Serben und Montenegriner haben keine größeren historischen, ethnischen oder religiösen Differenzen. Ähnlich wie Österreich gegenüber Deutschland sucht Montenegro unter Milo Đukanović daher die Abgrenzung gegenüber Serbien in seiner historischen Staatlichkeit. Doch Ambivalenz schimmerte in dem montenegrinischen nationalen Stolz stets durch, denn auch mancher montenegrinische Fürst definierte sich in der Vergangenheit als glühender Serbe. Die Erinnerung daran pflegt man besonders gerne im armen Norden des Landes, wo die Mehrheit auf ihre serbischen Identität beharrt.

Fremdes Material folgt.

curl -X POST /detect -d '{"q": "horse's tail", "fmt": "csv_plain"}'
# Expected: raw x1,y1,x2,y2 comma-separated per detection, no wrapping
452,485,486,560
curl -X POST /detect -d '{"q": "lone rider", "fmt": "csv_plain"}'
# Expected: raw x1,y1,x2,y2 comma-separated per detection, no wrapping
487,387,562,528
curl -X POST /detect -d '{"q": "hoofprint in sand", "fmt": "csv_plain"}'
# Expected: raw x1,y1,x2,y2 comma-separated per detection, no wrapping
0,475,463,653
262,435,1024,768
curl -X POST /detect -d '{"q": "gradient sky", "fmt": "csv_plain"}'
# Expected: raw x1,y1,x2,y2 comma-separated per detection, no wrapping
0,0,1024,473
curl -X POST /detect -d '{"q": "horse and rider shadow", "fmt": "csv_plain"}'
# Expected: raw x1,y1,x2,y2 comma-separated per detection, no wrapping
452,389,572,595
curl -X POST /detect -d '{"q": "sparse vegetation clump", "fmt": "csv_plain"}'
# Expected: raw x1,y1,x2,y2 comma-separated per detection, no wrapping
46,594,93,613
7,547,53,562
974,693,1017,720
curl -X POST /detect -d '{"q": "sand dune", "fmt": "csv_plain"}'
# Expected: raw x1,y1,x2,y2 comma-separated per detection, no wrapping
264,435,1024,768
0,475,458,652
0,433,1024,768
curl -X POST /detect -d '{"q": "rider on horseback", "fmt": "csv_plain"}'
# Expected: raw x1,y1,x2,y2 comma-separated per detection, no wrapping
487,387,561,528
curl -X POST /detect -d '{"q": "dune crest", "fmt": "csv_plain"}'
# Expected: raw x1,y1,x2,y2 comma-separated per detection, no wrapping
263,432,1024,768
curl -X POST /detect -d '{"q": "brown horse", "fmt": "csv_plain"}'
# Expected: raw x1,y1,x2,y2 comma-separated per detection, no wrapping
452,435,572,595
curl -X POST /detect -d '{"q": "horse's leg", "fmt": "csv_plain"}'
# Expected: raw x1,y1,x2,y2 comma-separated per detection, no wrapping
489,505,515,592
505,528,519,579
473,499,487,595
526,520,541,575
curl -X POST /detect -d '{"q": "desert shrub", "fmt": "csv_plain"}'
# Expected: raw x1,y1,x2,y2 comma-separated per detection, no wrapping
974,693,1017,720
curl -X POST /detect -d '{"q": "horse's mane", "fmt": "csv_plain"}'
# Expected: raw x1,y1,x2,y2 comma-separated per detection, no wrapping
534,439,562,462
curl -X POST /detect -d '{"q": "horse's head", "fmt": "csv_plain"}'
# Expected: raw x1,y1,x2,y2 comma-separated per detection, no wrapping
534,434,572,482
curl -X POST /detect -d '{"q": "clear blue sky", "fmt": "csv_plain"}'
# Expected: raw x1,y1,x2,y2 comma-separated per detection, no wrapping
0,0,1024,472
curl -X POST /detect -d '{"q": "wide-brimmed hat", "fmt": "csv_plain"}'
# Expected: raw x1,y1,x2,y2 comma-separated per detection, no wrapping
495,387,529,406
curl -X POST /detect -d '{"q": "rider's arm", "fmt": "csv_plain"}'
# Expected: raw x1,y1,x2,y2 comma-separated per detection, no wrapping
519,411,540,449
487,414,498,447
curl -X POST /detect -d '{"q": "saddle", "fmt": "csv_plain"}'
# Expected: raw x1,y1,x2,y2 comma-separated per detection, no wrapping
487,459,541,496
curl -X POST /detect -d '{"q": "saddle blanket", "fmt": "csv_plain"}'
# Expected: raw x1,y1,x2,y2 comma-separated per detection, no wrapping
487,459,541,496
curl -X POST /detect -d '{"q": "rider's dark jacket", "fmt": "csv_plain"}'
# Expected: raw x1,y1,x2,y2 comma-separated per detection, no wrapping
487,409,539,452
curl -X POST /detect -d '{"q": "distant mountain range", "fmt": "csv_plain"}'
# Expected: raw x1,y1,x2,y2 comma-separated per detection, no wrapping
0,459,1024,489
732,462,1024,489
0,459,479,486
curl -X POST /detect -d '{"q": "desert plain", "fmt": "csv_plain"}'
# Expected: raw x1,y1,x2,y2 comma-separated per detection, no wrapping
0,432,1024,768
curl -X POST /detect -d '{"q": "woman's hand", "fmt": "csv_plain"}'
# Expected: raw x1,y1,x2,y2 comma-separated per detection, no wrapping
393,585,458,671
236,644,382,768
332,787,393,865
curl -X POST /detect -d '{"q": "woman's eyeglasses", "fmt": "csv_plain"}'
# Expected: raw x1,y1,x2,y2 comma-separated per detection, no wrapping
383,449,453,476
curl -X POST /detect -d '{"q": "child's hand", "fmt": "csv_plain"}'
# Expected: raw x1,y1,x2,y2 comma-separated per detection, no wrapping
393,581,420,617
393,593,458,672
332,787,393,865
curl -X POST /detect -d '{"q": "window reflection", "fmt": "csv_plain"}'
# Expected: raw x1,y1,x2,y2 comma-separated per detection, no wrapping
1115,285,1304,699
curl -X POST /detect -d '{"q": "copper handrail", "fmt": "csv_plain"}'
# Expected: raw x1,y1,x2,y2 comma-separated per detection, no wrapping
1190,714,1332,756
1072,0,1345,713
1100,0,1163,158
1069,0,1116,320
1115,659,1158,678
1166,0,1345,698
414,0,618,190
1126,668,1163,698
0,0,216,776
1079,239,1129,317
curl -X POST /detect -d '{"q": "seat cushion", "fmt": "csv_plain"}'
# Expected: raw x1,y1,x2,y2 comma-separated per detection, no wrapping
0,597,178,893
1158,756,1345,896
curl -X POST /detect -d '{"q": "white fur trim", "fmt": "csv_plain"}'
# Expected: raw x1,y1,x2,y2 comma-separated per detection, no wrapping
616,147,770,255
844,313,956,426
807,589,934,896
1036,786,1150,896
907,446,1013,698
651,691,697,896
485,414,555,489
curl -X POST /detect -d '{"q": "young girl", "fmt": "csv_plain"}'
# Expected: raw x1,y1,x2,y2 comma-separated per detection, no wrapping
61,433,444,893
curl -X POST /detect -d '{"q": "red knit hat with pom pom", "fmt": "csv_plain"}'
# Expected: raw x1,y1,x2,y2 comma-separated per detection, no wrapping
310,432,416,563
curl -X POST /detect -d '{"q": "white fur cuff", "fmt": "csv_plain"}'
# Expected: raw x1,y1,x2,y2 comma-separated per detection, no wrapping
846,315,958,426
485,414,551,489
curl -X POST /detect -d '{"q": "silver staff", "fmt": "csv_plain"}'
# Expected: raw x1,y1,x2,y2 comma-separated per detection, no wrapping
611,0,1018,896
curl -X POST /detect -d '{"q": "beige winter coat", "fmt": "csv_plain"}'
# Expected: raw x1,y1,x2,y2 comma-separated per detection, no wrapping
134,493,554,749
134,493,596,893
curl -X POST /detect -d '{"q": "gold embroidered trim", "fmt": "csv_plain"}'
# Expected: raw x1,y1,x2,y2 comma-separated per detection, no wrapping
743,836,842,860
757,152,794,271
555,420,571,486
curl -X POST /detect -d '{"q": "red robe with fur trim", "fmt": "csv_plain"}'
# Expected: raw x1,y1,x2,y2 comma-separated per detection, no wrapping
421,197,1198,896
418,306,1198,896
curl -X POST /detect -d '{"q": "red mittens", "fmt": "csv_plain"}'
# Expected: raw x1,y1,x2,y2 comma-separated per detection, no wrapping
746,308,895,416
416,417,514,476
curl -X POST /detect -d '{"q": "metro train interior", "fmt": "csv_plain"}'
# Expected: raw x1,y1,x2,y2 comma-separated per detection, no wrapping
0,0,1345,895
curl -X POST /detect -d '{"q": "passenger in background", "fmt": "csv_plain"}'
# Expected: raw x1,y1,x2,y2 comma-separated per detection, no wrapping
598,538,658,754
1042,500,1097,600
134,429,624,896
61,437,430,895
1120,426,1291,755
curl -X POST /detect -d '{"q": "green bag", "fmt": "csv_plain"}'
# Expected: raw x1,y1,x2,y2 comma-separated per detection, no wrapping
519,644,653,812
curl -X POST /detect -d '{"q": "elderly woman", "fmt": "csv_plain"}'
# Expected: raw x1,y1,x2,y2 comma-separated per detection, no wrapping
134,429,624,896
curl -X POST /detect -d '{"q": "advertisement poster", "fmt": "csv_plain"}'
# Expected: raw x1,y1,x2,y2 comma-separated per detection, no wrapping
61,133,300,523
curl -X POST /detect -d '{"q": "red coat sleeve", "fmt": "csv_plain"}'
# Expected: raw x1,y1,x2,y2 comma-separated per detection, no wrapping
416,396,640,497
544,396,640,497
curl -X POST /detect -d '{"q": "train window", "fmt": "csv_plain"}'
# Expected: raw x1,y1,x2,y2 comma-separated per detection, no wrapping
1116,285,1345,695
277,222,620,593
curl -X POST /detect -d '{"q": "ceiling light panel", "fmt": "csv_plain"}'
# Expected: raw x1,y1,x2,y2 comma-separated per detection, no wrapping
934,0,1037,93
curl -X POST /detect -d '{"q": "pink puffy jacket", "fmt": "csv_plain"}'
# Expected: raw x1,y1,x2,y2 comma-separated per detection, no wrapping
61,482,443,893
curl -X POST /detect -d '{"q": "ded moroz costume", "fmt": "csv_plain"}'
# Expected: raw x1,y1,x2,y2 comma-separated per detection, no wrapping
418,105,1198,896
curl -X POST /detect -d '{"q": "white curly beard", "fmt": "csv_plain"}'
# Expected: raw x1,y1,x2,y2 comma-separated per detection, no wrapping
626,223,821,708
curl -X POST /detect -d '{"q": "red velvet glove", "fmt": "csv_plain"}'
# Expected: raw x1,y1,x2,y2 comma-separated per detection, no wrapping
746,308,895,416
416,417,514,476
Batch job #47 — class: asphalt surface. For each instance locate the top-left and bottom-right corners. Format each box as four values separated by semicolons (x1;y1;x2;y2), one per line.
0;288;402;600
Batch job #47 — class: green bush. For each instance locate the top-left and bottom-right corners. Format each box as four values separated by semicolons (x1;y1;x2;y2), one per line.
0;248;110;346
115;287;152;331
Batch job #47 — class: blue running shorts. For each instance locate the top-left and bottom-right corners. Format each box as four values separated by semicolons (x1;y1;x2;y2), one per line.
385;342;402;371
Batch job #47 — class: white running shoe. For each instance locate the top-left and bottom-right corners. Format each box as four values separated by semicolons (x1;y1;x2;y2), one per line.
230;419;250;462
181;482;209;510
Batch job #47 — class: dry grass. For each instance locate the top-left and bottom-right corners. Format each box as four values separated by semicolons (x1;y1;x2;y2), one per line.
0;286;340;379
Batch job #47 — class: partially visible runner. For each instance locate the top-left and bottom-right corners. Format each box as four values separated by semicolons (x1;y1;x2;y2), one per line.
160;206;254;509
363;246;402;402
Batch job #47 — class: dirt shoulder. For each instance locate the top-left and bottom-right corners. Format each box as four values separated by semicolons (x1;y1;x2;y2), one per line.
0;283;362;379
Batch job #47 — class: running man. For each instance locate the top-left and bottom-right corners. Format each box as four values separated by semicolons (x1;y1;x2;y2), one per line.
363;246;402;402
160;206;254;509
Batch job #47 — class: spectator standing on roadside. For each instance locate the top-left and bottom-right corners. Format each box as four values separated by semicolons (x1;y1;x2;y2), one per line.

Die friedliche Trennung von Belgrad und Podgorica wurde im Jahre 2006 vollzogen. Genau diese Trennung, deren Chefideologe Đukanović war, hinterließ eine tiefe Spaltung in Montenegro: Im Kernland und an der Adriaküste sicherte sich Đukanović stets eine eigene Mehrheit, im bergigen Norden hingegen war er nie besonders beliebt.
Verordnete pro-westliche Haltung
Milo Đukanović setzt in seinem Machtapparat auf den staatsbezogenen montenegrinischen Nationalismus, Klientelismus und eine verordnete pro-westliche Haltung: Da und dort werden Journalisten schikaniert und umgebracht, die Partreitreuen und ihre Familien haben Jobs, die anderen eher nichts. Seit ein italienischer Staatsanwalt in den neunziger Jahren die vorbereitete Anklage gegen Đukanović wegen Zigarettenschmuggels ruhen ließ, führt der "lupenreine Demokrat" das Land Richtung EU und NATO.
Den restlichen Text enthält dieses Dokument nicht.